El ensamblaje de Golden Gate tiene varias ventajas en comparación con otros métodos de ensamblaje vectorial, particularmente en términos de escalabilidad20,21. Sin embargo, la configuración del sistema Golden Gate en un laboratorio requiere tiempo para desarrollar una familiaridad con las diversas partes y bibliotecas vectoriales de aceptación y procesos generales de montaje. A menudo se necesita una planificación cuidadosa para ensamblajes más complejos o cuando se realiza un gran número de ensamblajes complejos en paralelo (por ejemplo, hacer un conjunto de vectores de nivel T que contienen varios casetes de expresión génica). Recomendamos enumerar primero todas las combinaciones de casetes de expresión génica necesarias y, a continuación, mapear el flujo de trabajo del nivel 0 al nivel T en silico. Durante este proceso, los usuarios deben considerar las piezas "dummy" de Nivel 1 disponibles en el kit Plant MoClo que permiten el montaje de vectores de Nivel 1 no secuenciales en nivel T (por ejemplo, los vectores de nivel 1 de posición 1 y posición 3 se pueden ensamblar junto con la pieza "Dummy" Nivel 1 posición 2), que puede reducir el número total de reacciones de montaje y pasos de clonación requeridos15.

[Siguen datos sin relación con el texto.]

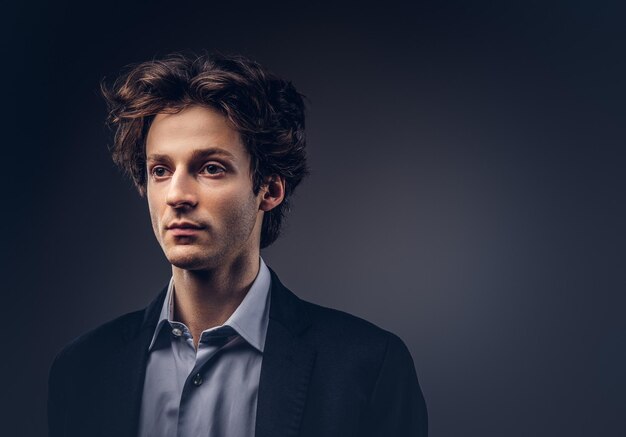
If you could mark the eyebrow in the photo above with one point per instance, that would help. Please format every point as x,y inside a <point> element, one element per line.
<point>196,155</point>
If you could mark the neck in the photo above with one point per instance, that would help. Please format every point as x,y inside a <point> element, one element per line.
<point>207,298</point>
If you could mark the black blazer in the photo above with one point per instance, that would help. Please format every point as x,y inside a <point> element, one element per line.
<point>325,373</point>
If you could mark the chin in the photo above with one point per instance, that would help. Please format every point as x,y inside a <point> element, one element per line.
<point>190,259</point>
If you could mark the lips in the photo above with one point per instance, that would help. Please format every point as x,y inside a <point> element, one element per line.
<point>184,228</point>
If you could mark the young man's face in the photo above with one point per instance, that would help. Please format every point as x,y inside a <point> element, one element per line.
<point>203,210</point>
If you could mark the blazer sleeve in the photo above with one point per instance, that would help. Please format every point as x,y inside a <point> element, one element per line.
<point>56,398</point>
<point>397,407</point>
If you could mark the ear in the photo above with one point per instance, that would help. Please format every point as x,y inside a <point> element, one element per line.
<point>272,192</point>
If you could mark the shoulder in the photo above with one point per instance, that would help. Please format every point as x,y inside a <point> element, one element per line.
<point>350,336</point>
<point>103,341</point>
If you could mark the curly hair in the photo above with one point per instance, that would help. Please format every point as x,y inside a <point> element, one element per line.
<point>268,113</point>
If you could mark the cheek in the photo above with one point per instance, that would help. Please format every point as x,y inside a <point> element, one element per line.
<point>238,208</point>
<point>154,215</point>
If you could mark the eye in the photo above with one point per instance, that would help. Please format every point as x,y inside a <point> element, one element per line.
<point>158,171</point>
<point>213,169</point>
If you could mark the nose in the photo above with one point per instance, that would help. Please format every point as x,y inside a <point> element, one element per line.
<point>181,191</point>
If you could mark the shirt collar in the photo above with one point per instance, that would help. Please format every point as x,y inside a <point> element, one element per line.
<point>250,319</point>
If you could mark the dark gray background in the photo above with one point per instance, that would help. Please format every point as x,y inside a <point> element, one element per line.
<point>467,192</point>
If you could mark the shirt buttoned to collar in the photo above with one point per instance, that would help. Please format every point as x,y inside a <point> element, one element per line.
<point>211,390</point>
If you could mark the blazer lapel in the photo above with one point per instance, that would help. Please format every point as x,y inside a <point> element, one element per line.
<point>286,368</point>
<point>123,382</point>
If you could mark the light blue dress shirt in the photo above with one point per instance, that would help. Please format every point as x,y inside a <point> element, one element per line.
<point>211,391</point>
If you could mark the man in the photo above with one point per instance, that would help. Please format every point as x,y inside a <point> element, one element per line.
<point>217,146</point>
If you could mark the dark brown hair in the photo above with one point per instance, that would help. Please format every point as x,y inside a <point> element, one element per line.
<point>267,112</point>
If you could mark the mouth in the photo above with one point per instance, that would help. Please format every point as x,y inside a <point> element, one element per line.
<point>184,229</point>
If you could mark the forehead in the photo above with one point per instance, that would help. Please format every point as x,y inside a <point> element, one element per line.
<point>194,128</point>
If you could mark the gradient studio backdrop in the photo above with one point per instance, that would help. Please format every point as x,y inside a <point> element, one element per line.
<point>467,192</point>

La síntesis de ADN es típicamente el método más simple para construir nuevas partes de Nivel 0. Sin embargo, cuando se requiere clonación (por ejemplo, a partir de plásmidos o ADN genómico), optimizar el diseño de las imprimaciones utilizadas para la amplificación es importante para maximizar la eficiencia del posterior ensamblaje vectorial de nivel 0. Los dos pasos más críticos en el diseño de imprimación son: 1) comprobar que se incluyen los voladizos correctos y están en la orientación adecuada para las imprimaciones delantera sano y reversa(Figura 1 y Tabla 1),y 2) asegurando que la longitud de la imprimación secuencia que se recocido a la plantilla es lo suficientemente larga (18-30 bp) y que el valorT m para esta secuencia (idealmente 58-62 oC) es similar para el par de imprimación(Figura 1A). Si una secuencia requiere domesticación, hay varias estrategias disponibles. Para secuencias cortas (por ejemplo, <200 bp), se puede diseñar un par de imprimaciones largas hacia adelante y hacia atrás en las que los extremos de 3o se relacionan entre sí (es decir, una superposición de >20 bp) y forman una secuencia de doble trenzado después de la amplificación. Para secuencias más largas, se pueden amplificar fragmentos separados de la secuencia que quitan sitios de restricción ilegales y, a continuación, se ensamblan mediante un enfoque de ensamblado de Golden Gate(Figura 2). Si la eficiencia del ensamblaje con productos de PCR es deficiente, los fragmentos individuales de una secuencia de nivel 0 se pueden clonar en el vector de aceptación universal de nivel 1 (pAGM1311), validarse y, a continuación, ensamblar juntos en el vector de aceptación de nivel 0 adecuado15. Se recomienda una relación molar vectorial insertor insert:1 2:1 para un montaje eficiente de Golden Gate. Sin embargo, para ensamblajes de solo 2-3 vectores (por ejemplo, dos partes de nivel 0 y un vector de aceptación de nivel 1), la combinación de 100 ng de cada uno con regularidad da como resultado ensamblajes exitosos. La eficiencia de los ensamblajes tiende a disminuir a medida que aumenta el número de vectores utilizados por reacción, lo que resulta en una reducción en el número total de colonias blancas después de la transformación(Figura 3).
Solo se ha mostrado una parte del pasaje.